Problem # 525) In the solution, the first phrase states "The transformers will load in inverse proportion to their impedances."

Problem # 531) In the solution, the first phrase states "The vars vary as the square of the applied voltage."

For both problems, I am not looking for help in deriving the solution they have posted, but rather an understanding of what they mean by the respective statements.

Appreciate your efforts in advance.


----------



## Flyer_PE (Sep 14, 2007)

Problem 525: The parameter that determines how much load is carried by each transformer is the ratio of transformer impedances rather than the power rating of the transormers. It becomes essentially a current division problem. The lower impedance transformer will carry a greater portion of the total load.

Problem 531: The capacitor has a kvar rating at 240 volts. The application is on a 208 volt system. Power = V2/Z. Since Z in this case is fixed, the power will vary by the square of the voltage.

Let me know if this helps.

Jim


----------



## chicago (Sep 24, 2007)

Jim, thanks for the feedback. I understand the problems better now.

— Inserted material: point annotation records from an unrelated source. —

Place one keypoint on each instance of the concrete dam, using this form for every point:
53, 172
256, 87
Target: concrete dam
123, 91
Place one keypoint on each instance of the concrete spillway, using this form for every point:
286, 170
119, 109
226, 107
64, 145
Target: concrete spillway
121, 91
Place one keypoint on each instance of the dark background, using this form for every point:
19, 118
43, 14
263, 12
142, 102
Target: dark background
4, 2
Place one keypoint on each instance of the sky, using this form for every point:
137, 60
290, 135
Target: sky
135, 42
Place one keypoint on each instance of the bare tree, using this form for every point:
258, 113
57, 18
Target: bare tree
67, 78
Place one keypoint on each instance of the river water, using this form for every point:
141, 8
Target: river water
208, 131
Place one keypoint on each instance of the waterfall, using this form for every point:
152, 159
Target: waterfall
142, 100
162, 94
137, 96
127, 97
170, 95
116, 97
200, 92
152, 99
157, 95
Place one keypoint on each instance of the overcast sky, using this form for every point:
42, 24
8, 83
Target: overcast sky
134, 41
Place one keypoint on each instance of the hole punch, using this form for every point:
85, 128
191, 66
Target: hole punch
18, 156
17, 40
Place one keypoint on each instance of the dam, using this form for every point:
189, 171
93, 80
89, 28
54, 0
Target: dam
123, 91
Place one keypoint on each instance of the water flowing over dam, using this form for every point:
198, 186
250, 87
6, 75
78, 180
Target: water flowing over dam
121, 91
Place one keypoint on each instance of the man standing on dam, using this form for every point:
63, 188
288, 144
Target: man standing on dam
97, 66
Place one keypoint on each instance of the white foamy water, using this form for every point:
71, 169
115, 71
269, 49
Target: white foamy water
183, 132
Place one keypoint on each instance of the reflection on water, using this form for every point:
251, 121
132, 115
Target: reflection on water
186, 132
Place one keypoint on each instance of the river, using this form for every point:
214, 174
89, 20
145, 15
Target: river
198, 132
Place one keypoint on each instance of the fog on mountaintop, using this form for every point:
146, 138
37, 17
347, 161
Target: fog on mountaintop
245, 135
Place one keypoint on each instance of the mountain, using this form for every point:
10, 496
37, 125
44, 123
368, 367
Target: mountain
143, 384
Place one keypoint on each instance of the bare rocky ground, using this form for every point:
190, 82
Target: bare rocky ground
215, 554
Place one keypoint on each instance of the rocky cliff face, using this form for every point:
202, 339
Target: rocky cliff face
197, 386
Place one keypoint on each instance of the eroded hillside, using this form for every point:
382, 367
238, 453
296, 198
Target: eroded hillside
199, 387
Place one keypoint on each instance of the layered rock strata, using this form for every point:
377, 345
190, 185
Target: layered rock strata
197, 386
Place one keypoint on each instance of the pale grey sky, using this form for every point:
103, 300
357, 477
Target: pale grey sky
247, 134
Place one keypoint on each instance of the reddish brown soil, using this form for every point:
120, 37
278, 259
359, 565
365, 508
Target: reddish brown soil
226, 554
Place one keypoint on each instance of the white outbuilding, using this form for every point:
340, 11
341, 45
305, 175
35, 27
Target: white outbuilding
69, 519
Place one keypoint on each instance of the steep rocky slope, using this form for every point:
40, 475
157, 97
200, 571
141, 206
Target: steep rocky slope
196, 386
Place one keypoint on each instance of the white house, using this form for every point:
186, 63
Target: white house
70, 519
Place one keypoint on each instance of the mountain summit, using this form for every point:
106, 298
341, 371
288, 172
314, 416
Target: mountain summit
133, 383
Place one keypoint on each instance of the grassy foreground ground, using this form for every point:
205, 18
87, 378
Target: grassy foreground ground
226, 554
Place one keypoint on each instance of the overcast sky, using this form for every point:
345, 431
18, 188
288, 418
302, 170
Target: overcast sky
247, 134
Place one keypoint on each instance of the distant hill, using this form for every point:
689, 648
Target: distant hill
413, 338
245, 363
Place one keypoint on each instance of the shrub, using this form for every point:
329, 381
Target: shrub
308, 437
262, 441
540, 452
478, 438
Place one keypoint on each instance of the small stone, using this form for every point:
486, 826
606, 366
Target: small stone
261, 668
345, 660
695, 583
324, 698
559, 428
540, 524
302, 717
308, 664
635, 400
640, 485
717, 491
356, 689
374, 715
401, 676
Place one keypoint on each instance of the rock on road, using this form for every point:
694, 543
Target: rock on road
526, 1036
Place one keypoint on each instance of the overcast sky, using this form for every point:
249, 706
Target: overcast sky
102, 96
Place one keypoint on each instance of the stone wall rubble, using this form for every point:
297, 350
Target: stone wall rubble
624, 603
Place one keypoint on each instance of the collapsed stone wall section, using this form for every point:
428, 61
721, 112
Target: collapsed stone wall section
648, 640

For Problem 525, if I understand correctly, I could setup the equation as follows:

I2/I1 = Z1/Z2

correct?


----------



## Flyer_PE (Sep 24, 2007)

The ratios are correct. The only thing to remember is that, since the impedances are given in percentages, they have to be converted to a common base. It doesn't matter if you convert Transformer 2 impedance to the Transformer 1 base or the other way around.

You can definitely expect to find a few problems that involve converting pu values from one base to another on the test.

Jim


----------



## shellbell500 (Oct 11, 2007)

i had the exact same question. thanks for clearing it up. i guess a lot of problems go back to that relationship, z=v^2/s!


----------



## Art (Oct 11, 2007)

525)

let's assume the PU V is 1

it will be the same for any xfmr in parallel

let's assume the following PU Z for each xfmr

T1 1

T2 1/2

T3 1/3

Tx 1/x

P=V^2/Z and V^2 = 1

P1 = 1/1 = 1

P2 = 1/(1/2) = 2 or 2 times (inverse of Z) P1

P3 = 1/(1/3) = 3....

Px = 1/(1/x) = x or x times (inverse of Z) P1

in other words they load inverse to their Z

531)

for any power (real P watts, complex S va, reactive Q var) the magnitude is proportional to V^2/Z

power is ALWAYS proportional to the square of the voltage (and the current I^2 Z)


----------



## jdd18vm (Oct 12, 2007)

Art said:


> 525)let's assume the PU V is 1
> 
> it will be the same for any xfmr in parallel
> 
> ...


Very good example representation Art. Put that in your notebooks guys.

John


----------



## Art (Oct 13, 2007)

jdd18vm said:


> Very good example representation Art. Put that in your notebooks guys.
> John


thank you sir

I was taught well by good teachers...

do NOT memorize anything...

learn to derive the basics from the physics

and convince yourself of the rest mathematically...

know the basics and build on them...it's not a coincidence these tests are open book...

the FE a bit less though, because it tests the basics...


----------